As stated at the conclusion of the Position Stand, we also agree with Drs. DiPietro and Stachenfeld that epidemiological research is needed to determine the prevalence of the Female Athlete Triad. Nevertheless, with female athletes dying and suffering fractures, we, as physiologists and physicians in daily contact with such women, believe that the American College of Sports Medicine, as an institution dedicated to their welfare, has a responsibility to warn athletes, coaches, physicians, and parents about this hazard, regardless of how the population attributable risks of the Triad and obesity may compare.
We are unmoved by the argument that our warning might discourage girls and women from adopting an active lifestyle. Should the American College of Sports Medicine also withdraw its Position Stand on the prevention of thermal injuries during distance running? Should we stop warning the public about the dangers of traumatic and overuse injuries in sports? No, it is our responsibility to study and publicize both the benefits and the hazards associated with strenuous exercise and inadequate nutrition.
Furthermore, we are not willing to prejudge the results of future research by assuming that the origin of the Female Athlete Triad is psychopathological or to adopt policies predicated upon such assumptions before they have been empirically verified in the athletic population. In fact, observational studies of amenorrheic athletes have excluded other athletes with eating disorders and depression (2, 4). Amenorrheic athletes have been found to display the same healthy profile of mood states as other athletes (3). Several studies have found no difference between the weights and body compositions of regularly menstruating and amenorrheic athletes (1-4,6). Contrary to DiPietro's and Stachenfeld's claim, therefore, amenorrhea and osteoporosis are not necessarily preceded by distorted body image, disordered eating, and underweight.

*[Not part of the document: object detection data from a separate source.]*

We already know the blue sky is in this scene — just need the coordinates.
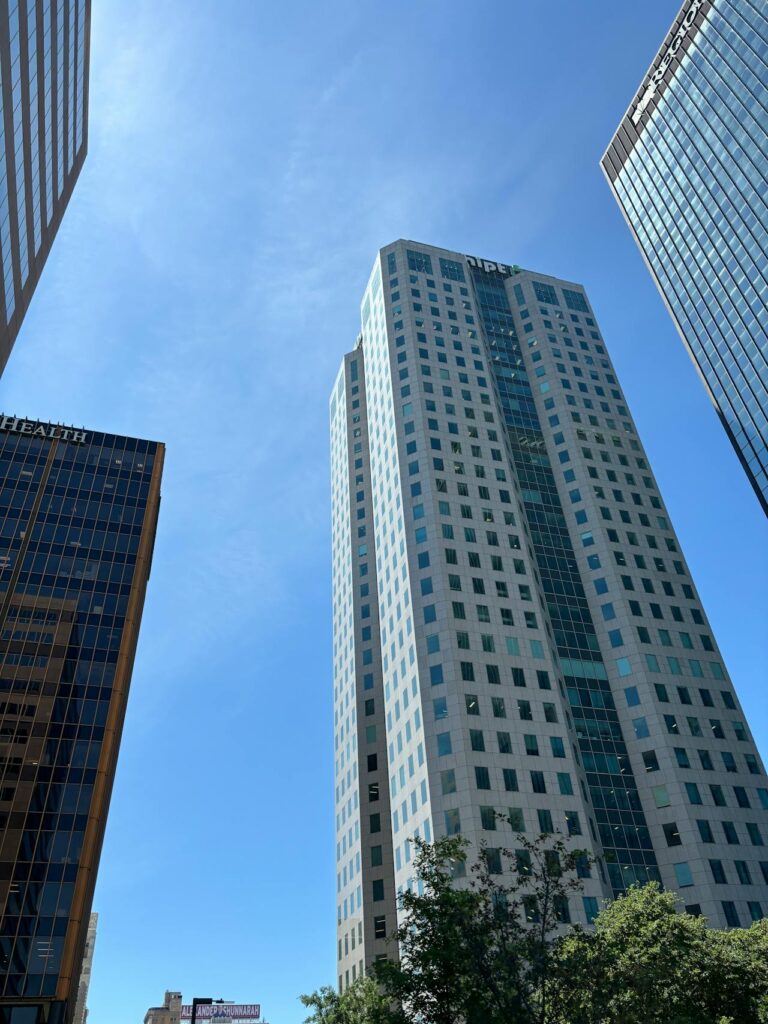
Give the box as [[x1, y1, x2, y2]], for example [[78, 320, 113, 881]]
[[2, 0, 768, 1024]]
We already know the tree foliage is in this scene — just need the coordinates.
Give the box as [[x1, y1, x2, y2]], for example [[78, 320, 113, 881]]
[[301, 978, 392, 1024], [374, 836, 585, 1024], [553, 883, 768, 1024], [302, 836, 768, 1024]]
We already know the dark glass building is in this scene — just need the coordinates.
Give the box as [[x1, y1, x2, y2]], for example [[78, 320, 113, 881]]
[[0, 0, 91, 373], [602, 0, 768, 513], [0, 416, 164, 1024]]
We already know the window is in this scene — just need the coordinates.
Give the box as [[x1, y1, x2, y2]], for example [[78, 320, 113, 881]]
[[445, 810, 462, 836], [662, 821, 683, 846], [480, 807, 496, 831], [722, 899, 741, 928], [537, 810, 555, 834], [696, 818, 715, 843], [557, 771, 573, 797], [673, 861, 693, 889], [710, 860, 727, 886], [469, 729, 485, 751], [508, 807, 525, 831], [440, 768, 456, 797]]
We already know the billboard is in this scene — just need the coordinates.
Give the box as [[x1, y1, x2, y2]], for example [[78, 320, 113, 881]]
[[181, 1002, 261, 1024]]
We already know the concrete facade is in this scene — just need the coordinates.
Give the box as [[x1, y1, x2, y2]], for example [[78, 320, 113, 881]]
[[331, 241, 768, 988]]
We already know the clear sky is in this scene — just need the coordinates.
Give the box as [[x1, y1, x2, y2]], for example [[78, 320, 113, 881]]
[[0, 0, 768, 1024]]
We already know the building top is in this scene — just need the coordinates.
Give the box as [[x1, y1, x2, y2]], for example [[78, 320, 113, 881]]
[[600, 0, 713, 181], [0, 413, 160, 451]]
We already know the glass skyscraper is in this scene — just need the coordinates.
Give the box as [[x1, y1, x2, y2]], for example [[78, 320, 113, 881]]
[[0, 416, 164, 1024], [330, 241, 768, 988], [602, 0, 768, 513], [0, 0, 90, 373]]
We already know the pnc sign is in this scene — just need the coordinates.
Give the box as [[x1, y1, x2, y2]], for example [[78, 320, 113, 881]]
[[0, 416, 88, 444], [467, 256, 522, 273], [632, 0, 705, 125]]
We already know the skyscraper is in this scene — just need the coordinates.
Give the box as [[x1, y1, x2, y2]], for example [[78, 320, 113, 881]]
[[73, 913, 98, 1024], [0, 416, 164, 1024], [0, 0, 91, 374], [330, 241, 768, 987], [602, 0, 768, 513]]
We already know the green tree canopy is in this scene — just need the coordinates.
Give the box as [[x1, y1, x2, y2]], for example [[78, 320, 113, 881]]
[[302, 835, 768, 1024]]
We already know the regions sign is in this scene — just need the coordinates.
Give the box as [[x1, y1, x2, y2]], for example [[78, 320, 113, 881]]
[[467, 256, 521, 273], [181, 1002, 261, 1021], [632, 0, 705, 125]]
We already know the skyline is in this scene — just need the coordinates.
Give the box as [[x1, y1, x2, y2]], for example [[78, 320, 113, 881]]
[[2, 3, 768, 1024]]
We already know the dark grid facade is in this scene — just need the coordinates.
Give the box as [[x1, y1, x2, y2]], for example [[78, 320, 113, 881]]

In addition, we now know that dietary restriction is not necessary for reproductive function to be disrupted in physically active women. The endocrine regulation of reproductive function has been disrupted reproducibly by increasing energy expenditure without reducing energy intake(5). Such experimental evidence has demonstrated that reproductive function in physically active women can be suppressed by low energy availability (i.e., dietary energy intake minus exercise energy expenditure), and that the so-called “stress” of exercise has no suppressive effect on reproductive function beyond the impact of its energy cost on energy availability (5). Since all exercise involves energy expenditure, all active young women are at risk. It is the responsibility of parents, coaches, and health care professionals to understand and mitigate that risk.

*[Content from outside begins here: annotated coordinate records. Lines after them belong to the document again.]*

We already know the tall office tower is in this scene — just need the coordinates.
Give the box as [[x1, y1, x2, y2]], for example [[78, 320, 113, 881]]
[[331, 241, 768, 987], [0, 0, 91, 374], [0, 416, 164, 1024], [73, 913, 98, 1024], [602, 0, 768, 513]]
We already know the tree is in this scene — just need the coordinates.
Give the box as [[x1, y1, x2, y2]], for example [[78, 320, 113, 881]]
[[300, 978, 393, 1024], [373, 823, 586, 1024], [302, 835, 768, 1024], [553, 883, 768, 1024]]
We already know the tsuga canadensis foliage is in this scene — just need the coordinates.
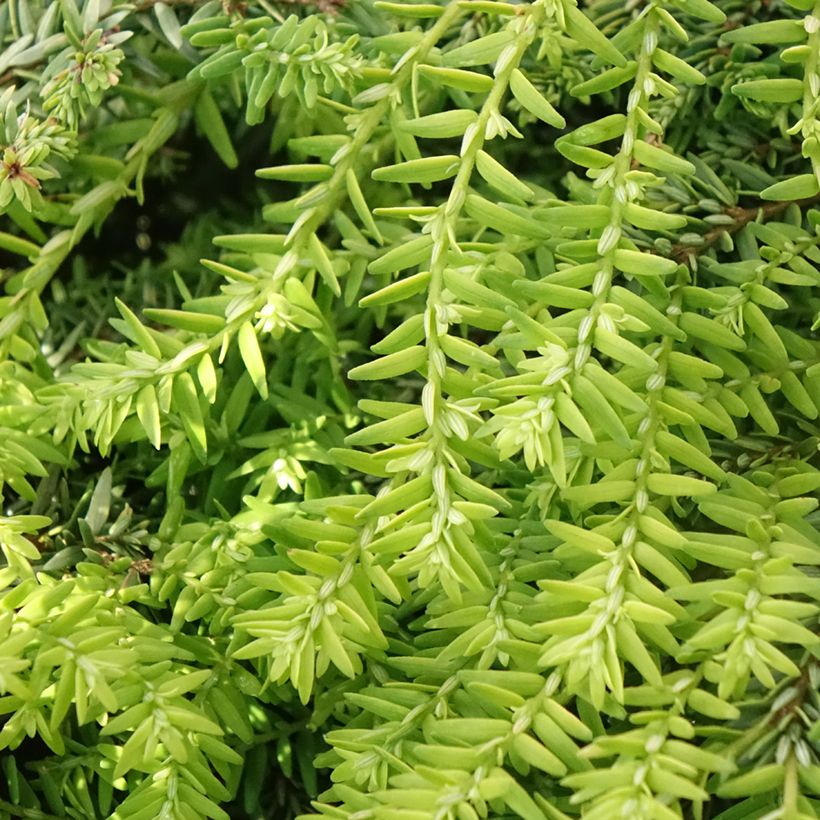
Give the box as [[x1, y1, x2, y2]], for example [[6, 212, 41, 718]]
[[0, 0, 820, 820]]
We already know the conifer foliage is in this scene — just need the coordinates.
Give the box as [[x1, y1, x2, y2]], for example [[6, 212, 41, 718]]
[[0, 0, 820, 820]]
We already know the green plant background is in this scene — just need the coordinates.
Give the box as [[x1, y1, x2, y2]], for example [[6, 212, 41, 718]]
[[0, 0, 820, 820]]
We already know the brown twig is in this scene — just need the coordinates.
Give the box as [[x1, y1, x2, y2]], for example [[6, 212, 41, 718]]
[[672, 194, 820, 263]]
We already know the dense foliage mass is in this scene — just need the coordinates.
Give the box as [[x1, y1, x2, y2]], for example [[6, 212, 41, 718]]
[[0, 0, 820, 820]]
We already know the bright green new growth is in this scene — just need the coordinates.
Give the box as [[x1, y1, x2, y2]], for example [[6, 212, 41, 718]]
[[0, 0, 820, 820]]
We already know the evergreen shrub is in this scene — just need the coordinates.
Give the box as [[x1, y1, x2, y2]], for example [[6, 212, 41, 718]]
[[0, 0, 820, 820]]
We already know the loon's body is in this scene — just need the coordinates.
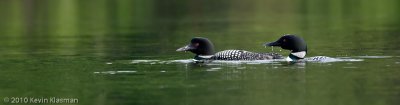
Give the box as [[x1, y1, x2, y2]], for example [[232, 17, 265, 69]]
[[176, 35, 307, 61], [211, 50, 282, 60]]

That is how much we know today. We are not willing to propose specific policies based on premises about which we do not know. What we did in the Position Stand, instead, was to warn the public of yet another demonstrated hazard faced by some athletes, to which girls and women appear to be especially susceptible, to call for the development and implementation of strategies for identifying and providing medical care to affected individuals, to target education at all groups responsible for the health of female athletes, including the athletes themselves, and to urge investigators to study all aspects of the etiology, prevalence, clinical consequences, prevention, and treatment of this condition.

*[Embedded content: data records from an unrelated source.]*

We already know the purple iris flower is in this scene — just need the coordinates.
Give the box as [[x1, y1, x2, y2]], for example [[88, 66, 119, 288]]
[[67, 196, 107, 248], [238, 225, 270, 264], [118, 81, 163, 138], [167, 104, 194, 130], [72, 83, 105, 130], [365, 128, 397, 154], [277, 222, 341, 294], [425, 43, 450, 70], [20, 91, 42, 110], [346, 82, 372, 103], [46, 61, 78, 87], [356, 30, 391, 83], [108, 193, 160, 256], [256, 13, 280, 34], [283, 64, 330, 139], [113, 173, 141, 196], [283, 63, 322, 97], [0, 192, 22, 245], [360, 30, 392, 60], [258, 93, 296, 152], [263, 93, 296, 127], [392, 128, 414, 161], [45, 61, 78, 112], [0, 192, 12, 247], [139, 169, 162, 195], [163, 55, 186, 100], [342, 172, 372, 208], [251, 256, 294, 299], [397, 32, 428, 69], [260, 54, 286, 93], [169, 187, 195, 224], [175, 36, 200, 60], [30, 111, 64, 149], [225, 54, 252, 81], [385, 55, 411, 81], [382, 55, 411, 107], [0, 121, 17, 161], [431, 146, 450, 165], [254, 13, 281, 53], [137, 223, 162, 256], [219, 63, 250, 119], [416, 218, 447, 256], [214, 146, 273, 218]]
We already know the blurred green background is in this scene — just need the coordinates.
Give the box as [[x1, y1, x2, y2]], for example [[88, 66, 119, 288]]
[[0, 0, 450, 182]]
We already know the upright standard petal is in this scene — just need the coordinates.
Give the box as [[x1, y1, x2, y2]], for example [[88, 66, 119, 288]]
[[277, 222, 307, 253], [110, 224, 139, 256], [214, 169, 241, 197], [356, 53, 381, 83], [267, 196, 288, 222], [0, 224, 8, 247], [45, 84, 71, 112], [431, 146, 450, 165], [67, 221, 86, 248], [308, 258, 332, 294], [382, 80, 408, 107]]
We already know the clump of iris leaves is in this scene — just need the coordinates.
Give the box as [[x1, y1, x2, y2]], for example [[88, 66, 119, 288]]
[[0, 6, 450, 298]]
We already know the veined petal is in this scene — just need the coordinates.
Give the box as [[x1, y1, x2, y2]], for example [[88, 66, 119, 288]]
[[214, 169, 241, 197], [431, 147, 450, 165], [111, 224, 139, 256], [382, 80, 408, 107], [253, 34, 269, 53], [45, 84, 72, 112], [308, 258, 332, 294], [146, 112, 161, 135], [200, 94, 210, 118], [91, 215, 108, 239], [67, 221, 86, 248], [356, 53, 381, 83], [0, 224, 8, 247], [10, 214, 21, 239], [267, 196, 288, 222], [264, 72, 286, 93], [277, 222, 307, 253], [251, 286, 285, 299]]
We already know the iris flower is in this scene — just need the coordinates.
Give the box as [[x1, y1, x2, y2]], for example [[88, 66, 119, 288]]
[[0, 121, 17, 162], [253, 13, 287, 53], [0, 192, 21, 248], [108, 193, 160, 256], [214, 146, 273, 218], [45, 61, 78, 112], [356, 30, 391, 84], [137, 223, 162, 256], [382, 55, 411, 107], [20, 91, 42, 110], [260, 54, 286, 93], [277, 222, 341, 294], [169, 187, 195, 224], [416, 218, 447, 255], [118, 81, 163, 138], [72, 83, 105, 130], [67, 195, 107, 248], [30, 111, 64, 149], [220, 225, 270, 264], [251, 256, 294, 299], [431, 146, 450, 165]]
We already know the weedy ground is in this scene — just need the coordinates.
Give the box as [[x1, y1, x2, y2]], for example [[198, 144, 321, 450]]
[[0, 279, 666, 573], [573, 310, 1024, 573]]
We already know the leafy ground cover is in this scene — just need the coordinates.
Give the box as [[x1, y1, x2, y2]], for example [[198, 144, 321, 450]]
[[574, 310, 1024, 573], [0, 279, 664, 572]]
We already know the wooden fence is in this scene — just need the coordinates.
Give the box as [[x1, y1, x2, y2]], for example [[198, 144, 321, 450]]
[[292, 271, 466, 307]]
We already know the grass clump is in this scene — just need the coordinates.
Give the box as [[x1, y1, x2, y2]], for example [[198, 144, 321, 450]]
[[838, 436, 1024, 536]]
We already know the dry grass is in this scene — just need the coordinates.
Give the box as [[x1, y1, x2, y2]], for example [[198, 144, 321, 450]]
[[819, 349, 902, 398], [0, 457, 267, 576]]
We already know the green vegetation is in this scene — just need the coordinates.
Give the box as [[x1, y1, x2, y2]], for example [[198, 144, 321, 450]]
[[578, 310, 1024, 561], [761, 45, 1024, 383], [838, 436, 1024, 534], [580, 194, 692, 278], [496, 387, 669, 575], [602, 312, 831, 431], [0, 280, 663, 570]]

Carol L. Otis, M.D., FACSM
Barbara Drinkwater, Ph.D., FACSM
Mimi Johnson, M.D., FACSM
Anne Loucks, Ph.D., FACSM
Jack Wilmore, Ph.D., FACSM
1. De Souza, M. J., C. M. Maresh, M. S. Maguire, W. J. Kraemer, G. Flora-Ginter, and K. L. Goetz. Menstrual status and plasma vasopressin, renin activity, and aldosterone exercise responses. J. Appl. Physiol.
2. Laughlin, G. A. and S. S. C. Yen. Nutritional and endocrine-metabolic aberrations in amenorrheic athletes. J. Clin. Endocrinol. Metab.
3. Loucks, A. B. and S. M. Horvath. Exercise-induced stress responses of amenorrheic and eumenorrheic runners. J. Clin. Endocrinol. Metab.
4. Loucks, A. B., J. F. Mortola, L. Girton, and S. S. C. Yen. Alterations in the hypothalamic-pituitary-ovarian and hypothalamic-pituitary-adrenal axes in athletic women. J. Clin. Endocrinol. Metab.
5. Loucks, A. B., M. Verdun, E. M. Heath, T. Law, Sr., and J. R. Thuma. Low energy availability, not the stress of exercise, alters LH pulsatility in exercising women. J. Appl. Physiol.,
6. Myerson, M., B. Gutin, M. P. Warren, et al. Resting metabolic rate and energy balance in amenorrheic and eumenorrheic runners.Med. Sci. Sports Exerc.